Flower Species Evolves Fast Enough to Beat Megadrought
Scientists watched a wildflower evolve in real time to survive the worst drought in 10,000 years. The discovery shows that some species can adapt fast enough to outpace climate change.
A tiny scarlet flower just proved that evolution can happen fast enough to beat climate change at its own game.
Scientists from the University of British Columbia and Cornell University discovered something remarkable while studying monkeyflowers across western North America. As a decade-long megadrought battered the region starting in 2012, certain populations didn't just survive. They evolved.
The team had started monitoring 55 monkeyflower populations in 2010, just two years before the drought hit. This lucky timing let them watch evolution happen in real time across eight years. They collected leaf and seed samples and analyzed the genetic changes as some populations died off while others thrived.

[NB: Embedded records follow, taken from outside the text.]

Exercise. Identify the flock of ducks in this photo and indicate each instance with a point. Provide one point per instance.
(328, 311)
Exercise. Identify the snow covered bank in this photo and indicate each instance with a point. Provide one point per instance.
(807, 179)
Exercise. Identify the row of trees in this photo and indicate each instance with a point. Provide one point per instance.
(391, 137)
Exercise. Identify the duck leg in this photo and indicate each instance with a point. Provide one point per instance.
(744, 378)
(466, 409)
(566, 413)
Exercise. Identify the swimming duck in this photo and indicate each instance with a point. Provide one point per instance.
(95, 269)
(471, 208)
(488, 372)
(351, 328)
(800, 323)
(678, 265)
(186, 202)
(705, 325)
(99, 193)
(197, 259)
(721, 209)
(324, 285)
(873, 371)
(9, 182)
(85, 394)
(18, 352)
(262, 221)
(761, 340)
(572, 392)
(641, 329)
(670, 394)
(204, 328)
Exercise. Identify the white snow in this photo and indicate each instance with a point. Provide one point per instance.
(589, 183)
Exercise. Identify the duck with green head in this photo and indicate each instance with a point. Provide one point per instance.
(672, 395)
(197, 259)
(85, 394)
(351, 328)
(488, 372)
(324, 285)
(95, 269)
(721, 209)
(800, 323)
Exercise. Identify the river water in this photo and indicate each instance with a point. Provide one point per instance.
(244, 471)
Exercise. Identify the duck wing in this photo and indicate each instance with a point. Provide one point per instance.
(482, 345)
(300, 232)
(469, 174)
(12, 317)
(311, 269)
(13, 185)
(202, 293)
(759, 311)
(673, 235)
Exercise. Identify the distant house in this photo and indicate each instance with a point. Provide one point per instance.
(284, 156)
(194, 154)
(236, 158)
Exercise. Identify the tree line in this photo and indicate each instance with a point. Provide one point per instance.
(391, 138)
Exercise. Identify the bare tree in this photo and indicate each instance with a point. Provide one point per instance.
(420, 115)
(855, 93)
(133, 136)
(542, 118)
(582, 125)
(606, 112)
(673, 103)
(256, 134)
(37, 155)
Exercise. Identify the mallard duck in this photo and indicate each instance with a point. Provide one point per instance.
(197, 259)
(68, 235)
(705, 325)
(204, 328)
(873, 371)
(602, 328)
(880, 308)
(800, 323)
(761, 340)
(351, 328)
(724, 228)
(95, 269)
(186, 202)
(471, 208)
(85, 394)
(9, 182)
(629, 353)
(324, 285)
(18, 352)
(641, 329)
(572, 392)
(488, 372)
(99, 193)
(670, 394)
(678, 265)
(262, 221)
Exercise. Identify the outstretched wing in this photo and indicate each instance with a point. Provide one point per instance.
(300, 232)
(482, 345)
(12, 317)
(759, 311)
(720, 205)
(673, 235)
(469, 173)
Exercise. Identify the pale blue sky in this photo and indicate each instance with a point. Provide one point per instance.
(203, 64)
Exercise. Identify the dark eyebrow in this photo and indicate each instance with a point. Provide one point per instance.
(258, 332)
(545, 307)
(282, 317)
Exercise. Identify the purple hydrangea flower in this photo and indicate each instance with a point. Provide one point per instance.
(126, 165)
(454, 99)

The results stunned them. Three populations evolved so quickly that scientists gave it a special name: evolutionary rescue.
"Essentially what we found is that the populations that recovered are also the populations that evolved the fastest," said lead author Daniel Anstett. The surviving flowers developed genetic markers perfectly suited for hot, dry conditions. They learned to retain more water in their leaves during photosynthesis while still capturing enough carbon dioxide to survive.

This discovery matters because scientists have worried that climate change happens too fast for evolution to keep up. The planet is warming at least 10 times faster than it did after previous ice ages. Most species need hundreds of thousands or millions of years to adapt to major climate shifts.
The monkeyflowers did it in less than a decade.
The Bright Side
This research could change how we predict which plants will survive climate change. Current models might actually overestimate how many plant species we'll lose because they don't account for evolutionary rescue.
The findings offer particular hope for short-lived plants that reproduce quickly. Each new generation gets a chance to pass along helpful genetic adaptations. That's how the monkeyflowers pulled off their survival trick.
The scientists are careful to note that evolutionary rescue won't save every species. Long-lived plants like Douglas firs and red cedars don't reproduce fast enough to evolve their way out of trouble. And not every species has the right genetic toolkit to adapt.
Senior author Amy Angert put it perfectly: "Our research shows that for monkeyflower, and likely similar wild plants, they can indeed keep pace and 'rescue' themselves from extreme climates by evolving."
The discovery reminds us that nature is more resilient than we sometimes think, and gives scientists new hope that some species have evolutionary superpowers we haven't discovered yet.